Um tribunal de Valletta, capital de Malta, declarou nesta quarta-feira, 4 de março, a inocência do cristão Matthew Grech, 33 anos, acusado de divulgar terapias de reversão da homossexualidade ao compartilhar seu testemunho de fé nas redes sociais.
A decisão foi proferida pela magistrada Monica Vella, que concluiu que a acusação não comprovou ato ou intenção criminosa.

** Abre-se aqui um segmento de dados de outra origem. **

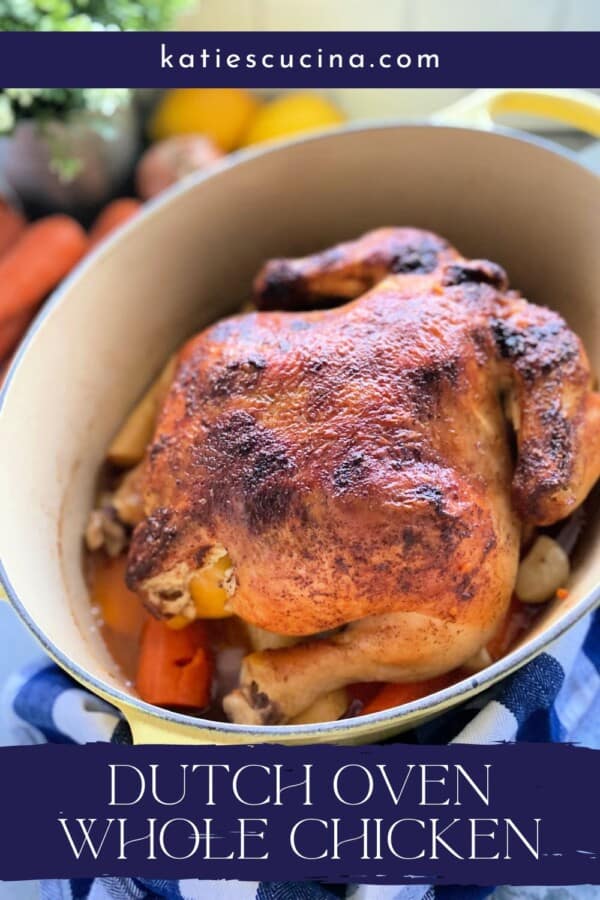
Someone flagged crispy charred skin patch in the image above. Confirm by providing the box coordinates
[254,228,460,310]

Grech estava sujeito a até cinco meses de prisão e multa de € 5.000 por suposta violação da Lei de Afirmação da Orientação Sexual, Identidade de Gênero e Expressão de Gênero.
Entrevista de 2022 motivou a denúncia
O processo teve origem numa entrevista concedida em 2022 ao programa PMnews Malta, no qual Grech, então apresentado como representante da Federação Internacional para a Escolha Terapêutica e de Aconselhamento (IFTCC), contou que abandonou voluntariamente o estilo de vida homossexual após converter-se ao cristianismo. Aos promotores, ele negou ter defendido qualquer método específico de terapia.
Os apresentadores Mario Camilleri e Rita Bonnici, também denunciados, foram igualmente absolvidos. A organização Christian Concern qualificou a medida como vitória para a liberdade de imprensa.
Aplicação retroativa da lei foi descartada
Na sentença, a juíza ressaltou que a transmissão ocorreu antes das alterações de 2023 que ampliaram o conceito de “publicidade” de terapias de conversão. Aplicar a nova redação de forma retroativa, observou ela, contrariaria princípios legais básicos.
Direitos constitucionais
A defesa argumentou que o caso feria o artigo 41 da Constituição de Malta, que protege a liberdade de expressão, e o artigo 10 da Convenção Europeia dos Direitos Humanos. O tribunal acatou a tese, reconhecendo que Grech apenas relatou experiência pessoal de fé.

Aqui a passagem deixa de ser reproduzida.